Academic journal article Library Philosophy and Practice

Applying Game Theory in Libraries: Review and Preview

Academic journal article Library Philosophy and Practice

Applying Game Theory in Libraries: Review and Preview

Article excerpt

Introduction

Game theory is the study of how people behave in strategic situations. It is concerned with "how rational individuals make decisions when they are mutually interdependent" (Romp, 1997). "Game" in this context means "sport of any kind," and therefore implies two or more players and a set of rules. The outcome of a game depends on the player him or herself, as well as other players. The root of game theory can be traced to philosophical and political works such as Plato's Republic, in which Socrates worries that "a soldier is better off running away regardless of who is going to win the battle" and "if all of the soldiers reason this way--then this will certainly bring about the outcome in which the battle is lost" (Ross, 2006).

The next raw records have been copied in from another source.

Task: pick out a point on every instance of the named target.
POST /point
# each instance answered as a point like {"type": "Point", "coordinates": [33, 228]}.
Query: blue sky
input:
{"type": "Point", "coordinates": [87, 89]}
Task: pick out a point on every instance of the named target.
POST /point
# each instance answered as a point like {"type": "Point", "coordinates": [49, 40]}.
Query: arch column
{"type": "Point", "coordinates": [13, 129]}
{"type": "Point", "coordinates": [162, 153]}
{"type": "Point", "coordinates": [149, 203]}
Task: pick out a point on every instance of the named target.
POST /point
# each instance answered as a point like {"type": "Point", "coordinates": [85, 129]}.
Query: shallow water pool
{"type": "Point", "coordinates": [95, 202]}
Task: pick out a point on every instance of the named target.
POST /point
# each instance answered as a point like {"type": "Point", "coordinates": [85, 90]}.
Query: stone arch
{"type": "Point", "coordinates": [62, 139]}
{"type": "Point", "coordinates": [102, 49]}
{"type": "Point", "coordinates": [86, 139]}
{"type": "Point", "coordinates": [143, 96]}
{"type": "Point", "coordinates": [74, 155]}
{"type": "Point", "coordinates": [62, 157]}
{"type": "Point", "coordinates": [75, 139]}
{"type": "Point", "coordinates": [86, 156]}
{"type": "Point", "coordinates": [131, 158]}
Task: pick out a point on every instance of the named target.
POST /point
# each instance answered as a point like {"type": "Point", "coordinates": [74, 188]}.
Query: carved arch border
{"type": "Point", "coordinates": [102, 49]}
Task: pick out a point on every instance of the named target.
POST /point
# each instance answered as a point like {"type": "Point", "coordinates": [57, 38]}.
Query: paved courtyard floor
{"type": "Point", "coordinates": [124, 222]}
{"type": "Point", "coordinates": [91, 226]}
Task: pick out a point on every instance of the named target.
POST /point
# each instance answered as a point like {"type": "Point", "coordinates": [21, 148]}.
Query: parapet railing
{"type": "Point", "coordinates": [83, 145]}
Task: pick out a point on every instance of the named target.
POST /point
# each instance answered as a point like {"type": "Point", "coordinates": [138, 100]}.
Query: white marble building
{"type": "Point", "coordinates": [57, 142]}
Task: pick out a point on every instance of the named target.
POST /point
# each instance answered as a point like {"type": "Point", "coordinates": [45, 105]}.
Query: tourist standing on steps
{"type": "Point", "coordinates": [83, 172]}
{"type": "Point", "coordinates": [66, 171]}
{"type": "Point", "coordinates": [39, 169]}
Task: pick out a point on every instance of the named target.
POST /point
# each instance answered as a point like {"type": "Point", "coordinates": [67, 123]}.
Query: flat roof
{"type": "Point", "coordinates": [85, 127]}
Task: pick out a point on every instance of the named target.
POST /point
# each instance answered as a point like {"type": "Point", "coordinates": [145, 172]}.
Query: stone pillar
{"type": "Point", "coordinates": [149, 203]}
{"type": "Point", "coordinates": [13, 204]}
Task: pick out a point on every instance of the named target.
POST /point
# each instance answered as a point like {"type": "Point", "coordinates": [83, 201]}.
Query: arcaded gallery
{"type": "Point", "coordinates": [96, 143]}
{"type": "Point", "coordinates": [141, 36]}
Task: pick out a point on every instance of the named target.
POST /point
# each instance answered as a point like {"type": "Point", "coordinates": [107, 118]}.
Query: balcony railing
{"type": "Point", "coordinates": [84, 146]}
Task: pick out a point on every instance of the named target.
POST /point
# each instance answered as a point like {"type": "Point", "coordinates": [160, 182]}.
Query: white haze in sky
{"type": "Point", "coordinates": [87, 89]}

The development of game theory is well summarized as "a conjunction of indirections: ideas, both in mathematics and in economics whose implications and fruitfulness were not understood, dramatizations of concepts for the wrong reasons, and fruits in applications not originally considered" (Arrow, 2003). Von Neumann is considered the founder of game theory (Von Neumann and Morgenstern 1944), including the "minimax" theorem, which is a way of " minimizing the maximum possible loss" (Minimax 2008). It was John Nash's definition and proof of existence for the equilibrium point, however, that exerts the direct impact of game theory on economics.

Strategic games commonly involve three important aspects: players, strategies, and payoffs. The players are "the individuals who make the relevant decisions"; strategies refer to "a complete description of how a player could play a game"; and the pay-offs are "what a player will receive at the end of the game, contingent upon the actions of all the players in the game" (Romp, 1997). As a result, the player will choose a strategy that yields the maximum payoff. Several assumptions are required to understand game theory: individualism, rationality, and mutual interdependence.

The simplest form of game theory is a two-person game. Since each player can choose one of two strategies, the two players will reach four possible decisions as a joint effort. There are three prototypes of two-person game: Prisoner's dilemma, Chicken, and Assurance. Prisoner's dilemma is also known as a game of cooperation, because each player needs to cooperate with the other in order to yield the "dominant" strategy (i.e., the efficient outcome). The following is an explanation of prisoner's dilemma.

Prisoner's dilemma: Two suspects, say Bonnie and Clyde, are arrested for a crime. Lacking sufficient evidence to charge both, the police need at least one of the suspects to confess. To facilitate questioning and possibly get a confession, the police separate the suspects. Each of them is given two choices: confess or not confess. Both are made aware of the consequences of the two choices. Consequences for each prisoner depend on what the other does (confess or not). Consequences are displayed in Table 1.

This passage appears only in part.